Captain Charlie Ewels (centre) is desperate to be part of a backlash performance on Saturday
‘I’ve been part of this club for a long time and we’ve been one of those yo-yo teams — consistently inconsistent.
‘I don’t just want to see a knee-jerk reaction this weekend, then the week later it’s like, ‘Well, we’ve done it now so we can play badly again’.
‘The last game should be a catalyst to spark something inside us. We can’t keep going up-down, up-down.’
There are so many problems to address in so many areas. The lack of a specialist defence coach has been exposed time and again, despite Hooper insisting that head coach Neal Hatley can cover it. Influential half-backs Ben Spencer and Danny Cipriani have missed early-season games.
On Saturday, Bath must try to stop Marcus Smith, but not so long ago they thought he might be joining them, until Paul Gustard left Quins and he opted to stay where he was.
Harlequin’s Marcus Smith (left), who almost ended up at The Rec, is Bath’s greatest threat
Before that, Bath were linked with Springbok playmaker Handre Pollard, but he went to Montpellier instead. They have been hampered by endless delays to their proposed redevelopment of the Rec and by the often poor state of the pitch. And they have been hampered by a lack of identity.
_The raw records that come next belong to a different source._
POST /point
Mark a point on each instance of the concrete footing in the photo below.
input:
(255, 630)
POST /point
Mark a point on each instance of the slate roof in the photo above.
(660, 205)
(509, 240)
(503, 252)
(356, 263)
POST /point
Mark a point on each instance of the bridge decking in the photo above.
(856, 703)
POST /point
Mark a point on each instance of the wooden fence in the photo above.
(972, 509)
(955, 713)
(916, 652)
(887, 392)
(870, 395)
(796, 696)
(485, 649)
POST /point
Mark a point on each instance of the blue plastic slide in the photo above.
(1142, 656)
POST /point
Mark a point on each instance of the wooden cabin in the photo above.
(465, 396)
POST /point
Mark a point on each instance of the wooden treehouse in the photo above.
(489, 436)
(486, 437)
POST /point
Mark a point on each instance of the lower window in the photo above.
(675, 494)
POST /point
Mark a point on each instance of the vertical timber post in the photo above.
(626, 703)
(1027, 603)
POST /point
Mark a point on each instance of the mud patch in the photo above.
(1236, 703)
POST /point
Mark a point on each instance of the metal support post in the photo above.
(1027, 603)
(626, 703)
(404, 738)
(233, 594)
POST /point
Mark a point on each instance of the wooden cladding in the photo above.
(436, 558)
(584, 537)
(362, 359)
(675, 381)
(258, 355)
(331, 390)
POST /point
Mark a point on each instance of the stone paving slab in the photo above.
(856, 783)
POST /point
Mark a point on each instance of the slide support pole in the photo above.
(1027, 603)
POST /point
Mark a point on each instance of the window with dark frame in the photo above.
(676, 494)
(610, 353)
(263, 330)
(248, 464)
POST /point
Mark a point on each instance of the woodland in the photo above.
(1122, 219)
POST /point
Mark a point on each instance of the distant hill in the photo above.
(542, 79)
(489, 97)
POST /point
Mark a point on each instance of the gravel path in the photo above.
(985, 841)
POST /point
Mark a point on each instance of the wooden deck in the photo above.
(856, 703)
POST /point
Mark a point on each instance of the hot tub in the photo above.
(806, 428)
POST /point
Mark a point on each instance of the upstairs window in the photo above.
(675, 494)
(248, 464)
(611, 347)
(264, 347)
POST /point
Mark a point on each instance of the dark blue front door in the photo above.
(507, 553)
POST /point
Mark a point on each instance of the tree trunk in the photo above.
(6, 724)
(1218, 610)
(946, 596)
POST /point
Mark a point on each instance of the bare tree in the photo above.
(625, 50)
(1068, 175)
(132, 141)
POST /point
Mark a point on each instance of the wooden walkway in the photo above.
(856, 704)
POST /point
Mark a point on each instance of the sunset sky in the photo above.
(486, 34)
Flatman highlighted that issue, saying: ‘Identity is management-speak bull***t until you haven’t got one. Bath don’t have an identity. They did have one: a strong front five in the post-lockdown season, but the day they lost to Exeter in the semi-final is the day that died.
‘Bath are getting worked over by front fives. You can have all the plans you want but if your front five don’t give you at least parity every week your plan is a waste of time. Bath are not intimidating anybody. Having an occasionally threatening attack isn’t enough.’
Harlequins, also on the rebound after losing at Sale last Friday, admit to being shocked by Bath’s no-show against Saracens.
Harlequins will also be looking to bounce back from defeat to Sale Sharks last Friday
Jerry Flannery, the champions’ lineout and defence coach, said: ‘The Saracens result would have rattled them. People will question your desire when you ship that many points. They’re in a horrible place after the weekend. It’s 100 per cent alarming. That was an awful hiding. You can’t gloss over it.
‘We’ve told the players to mentally put themselves in their position. If you conceded 70 points at home, you’d be so embarrassed. They can’t get fitter, improve their skills or change their game-plan, so all they can do is put in more effort. They need to have way more intent and aggression.
‘When you look at Bath, their facilities, player roster and quality coaches, it’s hard to figure out what’s missing. I don’t know what’s missing.’
Flannery’s view would be echoed by many who have been baffled by Bath’s prolonged era of underachievement.
On Saturday, they face a reckoning. Eventually, if there is no up-turn, there will be yet more damaging upheaval.